Native officials, called curacas, wore a hat like this during dances at festivals in the silver mining areas of Bolivia. Silver was one of the natural resources Spain sought from its American conquests, but here it adorns a native costume. The hand-formed plaques on the hat represent both native and European flora and fauna, real and imagined. The triangular shape in the middle of the crown may represent the Cerro de Potosí, the very mountain from which silver was mined.
- Culture: Possibly Aymara
- Medium: Repoussé silver plaques on velvet, glass beads, wire
- Possible Place Made: Potosi, Bolivia
- Dates: 18th century
- Dimensions: 4 15/16 x 13 1/4 x 13 1/4 in. (12.5 x 33.7 x 33.7 cm) (show scale)
- Collections:Decorative Arts
- Museum Location: This item is on view in Great Hall, 1st Floor
- Accession Number: 41.1275.274c
- Credit Line: Museum Expedition 1941, Frank L. Babbott Fund
- Rights Statement: Creative Commons-BY
- Caption: Possibly Aymara.

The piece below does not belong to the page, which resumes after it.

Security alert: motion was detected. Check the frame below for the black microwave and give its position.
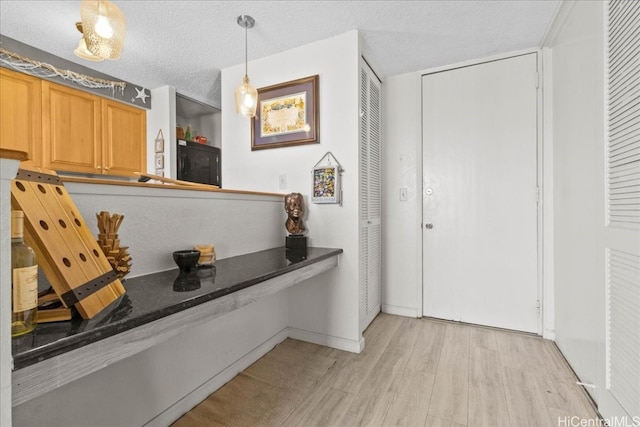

Festival Hat, 18th century. Repoussé silver plaques on velvet, glass beads, wire, 4 15/16 x 13 1/4 x 13 1/4 in. (12.5 x 33.7 x 33.7 cm). Brooklyn Museum, Museum Expedition 1941, Frank L. Babbott Fund, 41.1275.274c. Creative Commons-BY
- Catalogue Description: Silver hat, part of a ceremonial costume consisting of a jacket and knee breeches which are in the collection of the Industrial design lab. High rounded crown and circular brim. Damasked purplish red velvet with floral pattern is under silver ornament. Lining of the hat is orange and white printed cotton flannel. The silver designs consist of vase and flowers, cornucopia, birds, elephant and dogs, strawberries, lion, chicken, moon, sun, church, llamas, mermaids playing mandolins etc. Streamers of silver chain hang down the back.